FIG. 1 is a diagram showing the structure of an IP3 sponge.

FIG. 2 shows high expression of T604 and IP3 binding activity.

FIG. 3 shows the IP3 binding activity of an IP3 sponge.

FIG. 4 is a graph showing an IP3 sponge concentration-dependent IP3 binding inhibition curve.

FIG. 5. Low affinity G224m30 and GS in IP3-induced Ca ²⁺ release
It is a figure showing the effect of T.

FIG. 6 shows the inhibitory effect of high affinity IP3 sponge G224 on IP3-induced Ca ²⁺ release.

FIG. 7: Concentration-dependent IP3 of high affinity IP3 sponge G224
FIG. 4 shows an inhibition curve of induced Ca ²⁺ release.
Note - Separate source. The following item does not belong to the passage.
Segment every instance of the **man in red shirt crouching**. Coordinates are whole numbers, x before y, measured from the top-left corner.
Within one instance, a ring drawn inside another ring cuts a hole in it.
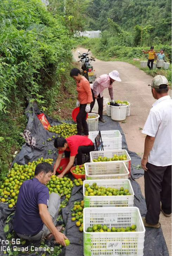
[[[54,140],[54,147],[59,151],[59,154],[54,168],[54,174],[59,167],[63,153],[65,157],[70,157],[70,161],[64,170],[58,175],[62,178],[73,166],[75,156],[77,164],[82,164],[82,154],[89,154],[94,150],[94,146],[91,139],[85,136],[73,135],[64,139],[61,137],[56,138]]]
──────────────────────────────────────────────────続 き Continued on the front page (51) Int.Cl. ⁷ Identification symbol FI Theme coat ゛ (Reference) C12P 21/02 C12P 21/02 C // (C12N 1/21 C12R 1:19) (C12P 21/02 C12R 1:19) (72) Inventor Fumio Yoshikawa 7-13-31 Konandai, Konan-ku, Yokohama-shi, Kanagawa Prefecture (72) Inventor Tsuyoshi Uchiyama 3-9-25-101, Kami-Osaki, Shinagawa-ku, Tokyo

Claims (11)

[Claims] 1. A recombinant polypeptide of the following (a), (b) or (c): (a) a polypeptide comprising the amino acid sequence represented by SEQ ID NO: 2; (b) a polypeptide comprising the amino acid sequence represented by SEQ ID NO: 2 wherein at least one amino acid has been deleted, substituted or added; A polypeptide having a high affinity binding activity to 4,5-triphosphate (c) having a homology of 70 to the amino acid sequence represented by SEQ ID NO: 2;
% Or more amino acid sequence, and inositol 1,4,
Polypeptide having high affinity binding activity to 5-triphosphate 2. A gene encoding the following polypeptide (a), (b) or (c). (a) a polypeptide comprising the amino acid sequence represented by SEQ ID NO: 2; (b) a polypeptide comprising the amino acid sequence represented by SEQ ID NO: 2 in which at least one amino acid has been deleted, substituted or added; A polypeptide having a high affinity binding activity to 4,5-triphosphate (c) having a homology of 70 to the amino acid sequence represented by SEQ ID NO: 2;
% Or more amino acid sequence, and inositol 1,4,
Polypeptide having high affinity binding activity to 5-triphosphate 3. A gene containing the following DNA (d) or (e): (d) DNA comprising the nucleotide sequence represented by SEQ ID NO: 1 (e) DNA comprising the nucleotide sequence having a homology of 70% or more with the DNA comprising the nucleotide sequence represented by SEQ ID NO: 1, and inositol
DNA encoding a polypeptide having high affinity binding activity to 1,4,5-triphosphate 4. A DNA comprising a nucleotide sequence having a homology of 70% or more with the gene according to claim 2, and encoding a polypeptide having a high affinity binding activity to inositol 1,4,5-triphosphate. Genes containing. 5. A recombinant vector containing the gene according to any one of claims 2 to 4. A transformant comprising the recombinant vector according to claim 5. 7. A method of culturing the transformant according to claim 6, wherein a polypeptide having a high affinity binding activity to inositol 1,4,5-triphosphate is collected from the obtained culture. A method for producing the polypeptide described above. 8. An IP3 comprising the protein of claim 1.
Inducible calcium antagonist. 9. A therapeutic agent for a disease associated with calcium production, comprising the protein according to claim 1. 10. A gene comprising the gene according to claim 2 or 3.
Gene therapy agent for diseases associated with calcium production. 11. The method according to claim 11, wherein the disease is nervous system, vascular system, respiratory system,
11. The therapeutic agent according to claim 9 or 10, which is at least one selected from the group consisting of those occurring in tissues of the digestive system, lymph system, urinary system and reproductive system.